A Copa do Mundo de 2014 tirou do armário a promiscuidade entre futebol e governo. É algo que sempre existiu, mas que acabava sendo tolerado em favor da “pátria de chuteiras”.
A lista de estatais que patrocinaram times de futebol num passado recente só cresce. Dentre os clubes de maior expressão, há Banrisul (Grêmio e Inter), Eletrosul (Avaí e Figueirense), Eletrobrás (Vasco), Liquigás (Botafogo) e Caixa Econômica Federal (Corinthians, Flamengo, Vasco e outros 12 clubes brasileiros). Além disso, na esteira da Copa, os estádios consumirão mais de R$8 bi em dinheiro público (se não houver extrapolação com relação ao orçamento), privilegiando determinados clubes que têm melhor trâmite dentre as autoridades.
Mas qual seria o problema de o governo se intrometer no futebol? A questão é que futebol é a antítese do que se pode classificar como um bem público – bens que, segundo os economistas, justificariam o investimento do governo. Bens públicos – como praças, postes, viaturas, treinamento policial, etc – são aqueles que têm como característica a impossibilidade de separar quem pagou pelo serviço e quem deles usufrui. O futebol tem a característica oposta. Há uma catraca que assegura que somente aqueles que compraram ingresso possam entrar no estádio. E o ingresso representa o valor do produto adquirido pelo consumidor que deseja assistir futebol. Não há qualquer justificativa, portanto, para utilizar o poder governamental para obrigar que alguém que não goste de futebol subsidie o torcedor fanático.
A despeito disso, os governantes são mais lenientes com clubes de futebol e os tratam como entidades que merecem privilégios. Enquanto para os cidadãos comuns as penalidades para sonegação fiscal são severas, para os times de futebol devedores o governo criou uma loteria especial – a Timemania – para ajudar na amortização da dívida. Não satisfeita, a Confederação Brasileira de Futebol vem fazendo campanha pelo perdão das dívidas dos clubes, que chega a R$ 5 bi.

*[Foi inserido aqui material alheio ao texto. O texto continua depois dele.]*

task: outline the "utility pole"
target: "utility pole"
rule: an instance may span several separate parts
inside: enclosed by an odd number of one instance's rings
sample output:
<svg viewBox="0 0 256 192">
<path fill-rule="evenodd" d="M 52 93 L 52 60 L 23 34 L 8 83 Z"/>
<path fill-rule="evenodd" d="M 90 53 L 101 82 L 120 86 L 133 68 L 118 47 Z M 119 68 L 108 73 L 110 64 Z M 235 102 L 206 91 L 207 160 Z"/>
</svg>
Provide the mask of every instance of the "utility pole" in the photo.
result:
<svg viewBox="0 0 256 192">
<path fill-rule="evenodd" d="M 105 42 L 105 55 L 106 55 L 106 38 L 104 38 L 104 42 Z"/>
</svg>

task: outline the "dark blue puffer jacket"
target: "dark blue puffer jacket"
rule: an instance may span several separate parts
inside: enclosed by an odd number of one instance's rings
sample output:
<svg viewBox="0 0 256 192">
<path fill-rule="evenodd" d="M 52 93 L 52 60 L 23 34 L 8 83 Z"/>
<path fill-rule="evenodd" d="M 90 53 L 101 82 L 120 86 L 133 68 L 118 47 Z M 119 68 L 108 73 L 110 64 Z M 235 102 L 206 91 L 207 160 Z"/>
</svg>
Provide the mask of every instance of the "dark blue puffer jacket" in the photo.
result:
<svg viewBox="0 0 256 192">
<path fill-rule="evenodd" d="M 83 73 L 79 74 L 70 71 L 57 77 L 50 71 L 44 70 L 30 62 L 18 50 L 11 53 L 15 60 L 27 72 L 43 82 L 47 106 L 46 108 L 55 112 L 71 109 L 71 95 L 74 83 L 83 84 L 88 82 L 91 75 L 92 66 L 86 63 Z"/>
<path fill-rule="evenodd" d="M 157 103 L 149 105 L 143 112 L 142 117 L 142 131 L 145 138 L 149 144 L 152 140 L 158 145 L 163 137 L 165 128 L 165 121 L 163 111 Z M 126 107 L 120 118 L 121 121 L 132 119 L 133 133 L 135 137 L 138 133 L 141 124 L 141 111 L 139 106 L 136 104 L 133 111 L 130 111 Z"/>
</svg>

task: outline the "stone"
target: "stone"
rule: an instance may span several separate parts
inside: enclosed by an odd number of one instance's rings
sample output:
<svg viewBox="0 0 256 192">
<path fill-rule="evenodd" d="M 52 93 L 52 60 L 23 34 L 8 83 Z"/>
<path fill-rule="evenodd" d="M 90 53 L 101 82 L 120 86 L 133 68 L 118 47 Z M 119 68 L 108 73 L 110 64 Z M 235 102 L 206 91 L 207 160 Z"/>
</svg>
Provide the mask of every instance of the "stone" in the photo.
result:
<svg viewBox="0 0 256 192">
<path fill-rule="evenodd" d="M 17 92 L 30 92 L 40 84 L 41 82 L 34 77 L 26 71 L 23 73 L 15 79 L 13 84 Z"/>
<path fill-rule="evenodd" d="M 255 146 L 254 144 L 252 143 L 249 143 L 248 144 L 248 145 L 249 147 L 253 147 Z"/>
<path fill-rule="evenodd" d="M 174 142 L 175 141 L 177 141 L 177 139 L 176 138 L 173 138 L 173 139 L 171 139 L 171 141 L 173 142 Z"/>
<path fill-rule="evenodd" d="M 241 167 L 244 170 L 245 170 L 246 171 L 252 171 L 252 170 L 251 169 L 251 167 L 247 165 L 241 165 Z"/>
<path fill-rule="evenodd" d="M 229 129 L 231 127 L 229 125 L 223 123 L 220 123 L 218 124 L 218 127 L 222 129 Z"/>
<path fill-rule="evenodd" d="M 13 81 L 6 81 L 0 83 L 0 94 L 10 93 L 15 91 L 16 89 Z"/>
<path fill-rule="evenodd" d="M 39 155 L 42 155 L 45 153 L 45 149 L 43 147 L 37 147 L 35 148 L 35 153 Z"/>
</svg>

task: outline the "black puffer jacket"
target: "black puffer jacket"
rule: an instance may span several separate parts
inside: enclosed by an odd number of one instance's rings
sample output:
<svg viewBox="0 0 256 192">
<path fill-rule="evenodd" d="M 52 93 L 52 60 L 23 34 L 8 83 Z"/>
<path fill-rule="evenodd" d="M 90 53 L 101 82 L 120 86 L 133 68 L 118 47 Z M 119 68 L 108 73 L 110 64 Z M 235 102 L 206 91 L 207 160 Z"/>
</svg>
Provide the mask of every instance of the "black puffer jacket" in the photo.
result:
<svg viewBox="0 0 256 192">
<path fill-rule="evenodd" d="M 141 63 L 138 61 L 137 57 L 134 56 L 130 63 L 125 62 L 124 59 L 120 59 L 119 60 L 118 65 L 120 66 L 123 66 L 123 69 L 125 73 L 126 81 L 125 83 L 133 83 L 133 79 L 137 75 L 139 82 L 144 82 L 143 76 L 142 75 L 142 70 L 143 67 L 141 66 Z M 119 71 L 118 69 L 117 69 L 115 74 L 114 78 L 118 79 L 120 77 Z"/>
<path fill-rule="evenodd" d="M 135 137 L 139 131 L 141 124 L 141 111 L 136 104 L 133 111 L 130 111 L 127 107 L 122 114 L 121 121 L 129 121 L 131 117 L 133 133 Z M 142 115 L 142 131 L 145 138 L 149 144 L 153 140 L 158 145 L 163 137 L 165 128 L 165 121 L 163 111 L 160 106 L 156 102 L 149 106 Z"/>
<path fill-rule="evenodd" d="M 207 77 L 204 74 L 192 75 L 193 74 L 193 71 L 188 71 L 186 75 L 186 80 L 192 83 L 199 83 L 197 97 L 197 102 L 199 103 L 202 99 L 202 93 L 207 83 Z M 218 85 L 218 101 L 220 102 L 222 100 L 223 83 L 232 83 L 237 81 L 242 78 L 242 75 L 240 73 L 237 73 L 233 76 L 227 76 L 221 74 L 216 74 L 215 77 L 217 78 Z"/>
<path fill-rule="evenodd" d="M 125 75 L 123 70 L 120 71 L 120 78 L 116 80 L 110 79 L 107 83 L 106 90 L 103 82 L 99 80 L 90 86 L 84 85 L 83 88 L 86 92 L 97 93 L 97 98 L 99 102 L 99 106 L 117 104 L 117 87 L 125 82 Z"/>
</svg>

Os políticos embarcam na promiscuidade, tentando surfar na popularidade do balípodo como esporte nacional. Em todas essas distintas experiências, o que se torna evidente é que a mistura entre futebol e governo tem consequências prejudiciais ao cidadão. Por um lado, essa associação acaba desviando recursos de outras políticas mais prioritárias, como a redução da carga tributária ou investimentos em infraestrutura e educação básica. Por outro, ele alimenta um ciclo de corrupção que no passado já incluiu lavagem de dinheiro, corrupção ativa, estelionato e evasão de divisas.
Sobre o assunto, na Câmara dos Deputados, tramita o Projeto de Lei 2028/11, do deputado Augusto Coutinho (DEM-PE). O PL 2028/11 veda a transferência de recursos públicos provenientes de benefício fiscal para projetos de entidades de prática desportiva participantes de competições profissionais. A proposta altera a Lei 11.438/06 , que trata de incentivos e benefícios para fomentar atividades de caráter desportivo.
Nelson Rodrigues costumava dizer não se faz política ou futebol com bons sentimentos, pois é a falta de caráter que decide ambos. Os resultados de uma combinação são desastrosos, como esperado. Para solucionar esse problema, só há um caminho: tornar o futebol algo distante da esfera pública, que diga respeito a torcedores, jogadores, associados e dirigentes – não a políticos. Portanto, não esperem: privatizem o futebol brasileiro!